8 mars – Journée internationale des DROITS DES FEMMES – Ne rien lâcher !
C’est une journée de lutte, parce que l’égalité entre les femmes et les hommes n’est toujours pas une réalité.
D’après le rapport 2026 du Haut Conseil à l’Égalité (HCE), la France s’inscrit pleinement dans un sexisme à double dimension, à la fois hostile et paternaliste :
– Le sexisme hostile, qui se manifeste par le rejet des femmes et la légitimation des violences et des discriminations à leur encontre.
– Le sexisme paternaliste, qui perçoit les femmes comme des êtres fragiles et inférieurs, nécessitant une protection constante.
Dans ce contexte, les discours masculinistes gagnent du terrain, en particulier chez les jeunes.
Le masculinisme n’est pas seulement une somme d’opinions individuelles : c’est une idéologie structurée, caractérisée par :
– des logiques d’adhésion collective,
– une forte diffusion sur les réseaux sociaux,
– une capacité à banaliser, voire justifier, les violences sexistes et sexuelles.
Idée masculiniste n°1
👉 « L’égalité est déjà atteinte, le 8 mars ne sert plus à rien. »

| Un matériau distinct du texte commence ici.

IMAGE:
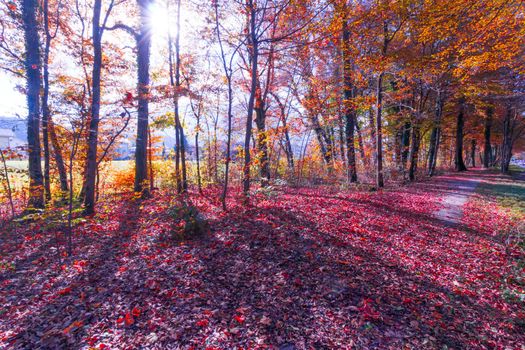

Le baromètre du HCE montre que :
– plus l’âge augmente, moins le sexisme est perçu comme un problème social,
– une part significative de la population estime, à tort, que l’égalité est déjà réalisée.
Idée masculiniste n°2
👉 « Le féminisme exagère, la majorité des gens rejettent le sexisme. »
Le baromètre du HCE montre que :
– 17 % de la population adhère au sexisme hostile (23 % des hommes, mais aussi 12 % des femmes),
– le sexisme paternaliste est encore plus largement partagé (27 % des hommes et 18 % des femmes).
Idée masculiniste n°3
👉 « Les hommes sont désormais les principales victimes. »
Le baromètre du HCE montre que :
– 84 % des victimes de cybersexisme sont des femmes,
– les violences sexistes et sexuelles touchent majoritairement les femmes, dans l’espace public, au travail et en ligne.
La CFDT fait de la lutte contre le sexisme un combat syndical majeur, inscrit à l’article 1 de ses statuts, affirmé dans son manifeste féministe et décliné à travers des actions concrètes :
- prévention des violences sexistes et sexuelles,
- formation des militantes et militants,
- accompagnement des victimes,
- revendication d’une égalité réelle entre les femmes et les hommes, au travail comme dans la société.
La CFDT Capgemini s’inscrit pleinement dans ce combat au quotidien, à travers l’action de ses référents harcèlement au sein des CSE et de ses équipes présentes sur le terrain.
Elle a fait le choix fort de ne pas signer, en 2025, le dernier accord sur l’égalité professionnelle — une première après quatre accords successifs —, car la méthode de rattrapage des écarts de rémunération proposée par la direction ne permet ni de corriger réellement les inégalités existantes, ni de cibler les populations féminines les plus pénalisées, et conduit au contraire à recréer de nouveaux écarts.
Le 8 mars est un temps de réponse collective face à cette idéologie qui remet en cause les droits des femmes et l’égalité.
Il est essentiel pour :
- rappeler que l’égalité n’est pas acquise,
- déconstruire les discours masculinistes qui banalisent ou nient les inégalités,
- affirmer que l’égalité femmes‑hommes est un enjeu de justice sociale et de démocratie.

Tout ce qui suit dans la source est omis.